I’m so sorry for how I’ve treated you in the past.  And for the neglect you have sometimes suffered.

I’m sorry for all of the times I have discredited you and devalued all of the amazing talents and skills you possess.
  
I’m sorry for all of the times I’ve pushed you too hard or pushed you too little.

I’m sorry for the times I have put unhealthy things into you for the very wrong reasons.

Please forgive the times I have fried your hair and your skin.

I’m sorry that I don’t let you sleep as much as you need when you need.

I apologize for the sick amts of caffeine you are forced to endure.  And the chemical sweeteners (I’m sorry too that it ain’t changing any time soon)

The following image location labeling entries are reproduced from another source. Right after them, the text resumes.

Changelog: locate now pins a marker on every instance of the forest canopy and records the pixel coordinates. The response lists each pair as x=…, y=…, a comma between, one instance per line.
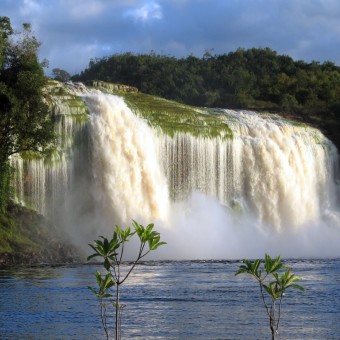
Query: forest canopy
x=256, y=78
x=25, y=123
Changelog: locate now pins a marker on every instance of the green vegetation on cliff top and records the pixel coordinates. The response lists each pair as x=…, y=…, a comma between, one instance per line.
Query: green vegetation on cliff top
x=171, y=117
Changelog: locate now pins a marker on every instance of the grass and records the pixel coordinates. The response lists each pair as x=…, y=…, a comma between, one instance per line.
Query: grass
x=172, y=117
x=22, y=230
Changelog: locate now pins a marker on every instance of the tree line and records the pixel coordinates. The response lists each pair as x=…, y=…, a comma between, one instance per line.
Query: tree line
x=25, y=123
x=256, y=78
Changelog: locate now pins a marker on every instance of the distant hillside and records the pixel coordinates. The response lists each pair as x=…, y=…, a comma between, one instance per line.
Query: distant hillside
x=29, y=238
x=258, y=79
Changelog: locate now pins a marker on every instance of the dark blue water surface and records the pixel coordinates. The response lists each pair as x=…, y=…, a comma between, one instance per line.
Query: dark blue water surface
x=168, y=300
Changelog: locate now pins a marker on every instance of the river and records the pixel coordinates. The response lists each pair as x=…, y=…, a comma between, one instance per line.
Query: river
x=168, y=300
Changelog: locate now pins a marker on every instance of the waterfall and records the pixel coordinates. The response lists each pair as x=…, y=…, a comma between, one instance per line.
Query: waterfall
x=280, y=172
x=126, y=170
x=270, y=175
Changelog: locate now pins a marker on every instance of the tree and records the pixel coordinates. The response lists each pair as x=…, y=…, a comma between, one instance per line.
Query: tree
x=61, y=75
x=25, y=123
x=275, y=289
x=111, y=251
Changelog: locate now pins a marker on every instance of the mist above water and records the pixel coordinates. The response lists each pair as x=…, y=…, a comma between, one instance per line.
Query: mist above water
x=272, y=188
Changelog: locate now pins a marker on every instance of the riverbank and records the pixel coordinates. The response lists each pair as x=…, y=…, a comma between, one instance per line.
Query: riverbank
x=28, y=238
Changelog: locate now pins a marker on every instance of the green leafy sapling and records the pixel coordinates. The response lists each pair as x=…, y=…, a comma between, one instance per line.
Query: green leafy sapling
x=274, y=280
x=111, y=252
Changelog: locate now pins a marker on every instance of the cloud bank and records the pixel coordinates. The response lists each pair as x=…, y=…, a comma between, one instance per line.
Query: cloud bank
x=73, y=32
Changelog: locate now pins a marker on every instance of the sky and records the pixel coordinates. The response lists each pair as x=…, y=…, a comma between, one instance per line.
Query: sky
x=74, y=31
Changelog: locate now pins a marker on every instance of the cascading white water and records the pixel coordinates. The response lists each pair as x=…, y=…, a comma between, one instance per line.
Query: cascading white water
x=126, y=170
x=272, y=175
x=281, y=173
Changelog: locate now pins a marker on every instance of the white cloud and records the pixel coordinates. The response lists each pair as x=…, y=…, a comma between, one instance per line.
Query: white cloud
x=29, y=7
x=147, y=12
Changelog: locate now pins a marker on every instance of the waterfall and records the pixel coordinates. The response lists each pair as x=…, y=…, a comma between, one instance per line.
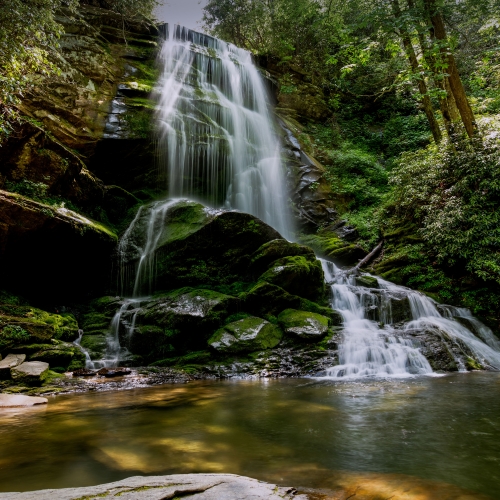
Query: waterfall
x=216, y=136
x=377, y=340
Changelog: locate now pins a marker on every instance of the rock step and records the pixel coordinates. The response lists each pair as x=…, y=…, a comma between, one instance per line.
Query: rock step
x=18, y=400
x=31, y=372
x=196, y=486
x=10, y=361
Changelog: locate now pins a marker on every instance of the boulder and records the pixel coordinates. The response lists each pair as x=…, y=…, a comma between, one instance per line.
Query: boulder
x=194, y=486
x=42, y=245
x=367, y=281
x=306, y=325
x=246, y=335
x=299, y=275
x=30, y=373
x=179, y=321
x=197, y=245
x=10, y=361
x=18, y=400
x=270, y=252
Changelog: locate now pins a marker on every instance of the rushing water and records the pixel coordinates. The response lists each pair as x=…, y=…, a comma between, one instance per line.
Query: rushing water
x=424, y=438
x=376, y=341
x=216, y=135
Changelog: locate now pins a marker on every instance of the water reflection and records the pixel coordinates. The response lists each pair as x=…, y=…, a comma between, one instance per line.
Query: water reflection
x=418, y=439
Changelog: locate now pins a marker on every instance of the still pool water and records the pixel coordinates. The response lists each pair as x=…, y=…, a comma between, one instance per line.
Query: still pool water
x=423, y=438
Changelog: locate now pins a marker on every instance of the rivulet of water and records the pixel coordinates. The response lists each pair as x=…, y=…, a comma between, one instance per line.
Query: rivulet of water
x=217, y=141
x=375, y=336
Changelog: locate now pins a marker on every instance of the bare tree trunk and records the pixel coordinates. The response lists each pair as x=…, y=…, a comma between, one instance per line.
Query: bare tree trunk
x=418, y=70
x=455, y=83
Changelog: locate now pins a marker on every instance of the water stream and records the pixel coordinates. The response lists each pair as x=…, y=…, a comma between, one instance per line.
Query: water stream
x=380, y=341
x=217, y=140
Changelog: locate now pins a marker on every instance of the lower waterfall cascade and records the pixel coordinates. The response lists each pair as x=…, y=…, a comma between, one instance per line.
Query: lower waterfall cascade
x=217, y=143
x=216, y=136
x=374, y=344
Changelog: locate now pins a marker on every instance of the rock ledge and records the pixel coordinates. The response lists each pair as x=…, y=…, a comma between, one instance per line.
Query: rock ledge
x=196, y=486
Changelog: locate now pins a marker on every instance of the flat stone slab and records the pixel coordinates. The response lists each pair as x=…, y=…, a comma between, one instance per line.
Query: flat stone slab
x=196, y=486
x=32, y=371
x=11, y=361
x=18, y=400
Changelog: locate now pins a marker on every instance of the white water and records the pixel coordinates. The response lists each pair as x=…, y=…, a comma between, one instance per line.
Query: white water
x=216, y=137
x=381, y=349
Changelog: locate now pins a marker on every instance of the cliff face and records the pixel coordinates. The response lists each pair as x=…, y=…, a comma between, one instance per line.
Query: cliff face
x=101, y=96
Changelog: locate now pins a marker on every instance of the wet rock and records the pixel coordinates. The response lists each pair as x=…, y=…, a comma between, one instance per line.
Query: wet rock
x=10, y=361
x=195, y=486
x=199, y=246
x=18, y=400
x=299, y=275
x=302, y=324
x=83, y=372
x=248, y=334
x=274, y=250
x=367, y=281
x=32, y=239
x=30, y=372
x=114, y=372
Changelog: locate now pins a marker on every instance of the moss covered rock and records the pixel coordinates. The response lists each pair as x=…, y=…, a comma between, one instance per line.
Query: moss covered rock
x=299, y=275
x=246, y=335
x=303, y=324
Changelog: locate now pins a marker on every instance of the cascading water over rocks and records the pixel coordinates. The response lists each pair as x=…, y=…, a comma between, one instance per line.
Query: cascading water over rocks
x=385, y=326
x=216, y=137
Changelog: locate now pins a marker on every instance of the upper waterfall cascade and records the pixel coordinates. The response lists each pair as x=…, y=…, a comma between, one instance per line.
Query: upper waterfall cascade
x=217, y=141
x=377, y=342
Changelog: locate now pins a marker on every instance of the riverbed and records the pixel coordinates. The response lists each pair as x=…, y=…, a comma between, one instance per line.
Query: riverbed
x=415, y=438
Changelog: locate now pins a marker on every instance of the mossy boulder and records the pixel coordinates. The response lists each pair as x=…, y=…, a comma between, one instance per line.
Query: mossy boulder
x=367, y=281
x=303, y=324
x=94, y=344
x=179, y=321
x=246, y=335
x=198, y=246
x=327, y=244
x=270, y=252
x=298, y=275
x=25, y=324
x=30, y=373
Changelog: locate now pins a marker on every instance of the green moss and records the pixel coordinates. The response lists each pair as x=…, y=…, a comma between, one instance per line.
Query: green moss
x=246, y=335
x=298, y=275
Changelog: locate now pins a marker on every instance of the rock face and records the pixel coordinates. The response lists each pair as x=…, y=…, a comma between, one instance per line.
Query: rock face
x=47, y=251
x=31, y=372
x=18, y=400
x=196, y=486
x=306, y=325
x=10, y=361
x=246, y=335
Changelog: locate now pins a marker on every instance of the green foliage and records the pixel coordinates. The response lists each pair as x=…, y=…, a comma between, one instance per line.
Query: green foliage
x=454, y=196
x=12, y=334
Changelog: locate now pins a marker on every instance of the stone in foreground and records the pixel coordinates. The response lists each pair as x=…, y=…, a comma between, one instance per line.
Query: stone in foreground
x=18, y=400
x=194, y=486
x=32, y=372
x=10, y=361
x=248, y=334
x=305, y=325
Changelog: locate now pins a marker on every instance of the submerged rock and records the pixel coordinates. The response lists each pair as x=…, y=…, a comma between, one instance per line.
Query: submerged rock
x=246, y=335
x=19, y=400
x=306, y=325
x=114, y=372
x=195, y=486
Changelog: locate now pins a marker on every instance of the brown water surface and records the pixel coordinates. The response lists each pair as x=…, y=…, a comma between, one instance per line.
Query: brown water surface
x=417, y=439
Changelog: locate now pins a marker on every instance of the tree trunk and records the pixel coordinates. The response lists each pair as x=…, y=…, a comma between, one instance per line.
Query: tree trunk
x=418, y=70
x=455, y=83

I’m sorry for the lack of flossing (and sometimes brushing…) and face washing…and moisturizing.

I’m sorry for depriving you of the vitamins you need and then blaming you for the resulting exhaustion.  My bad.

I’m sorry for calling you fat. 

And for all of the negative and disparaging things I have said about you and to you.

I’m so very sorry for all of the times I’ve said I hate you.  I deeply regret not loving you for all of the wonderful things you’ve given me.

I really do love you, you know.  Thanks for hanging in there with me!

Muah.

Love,
Sarah

1 comment:

  1. Sarah, I love this. You've just inspired me to write a letter to my own body. Thank you!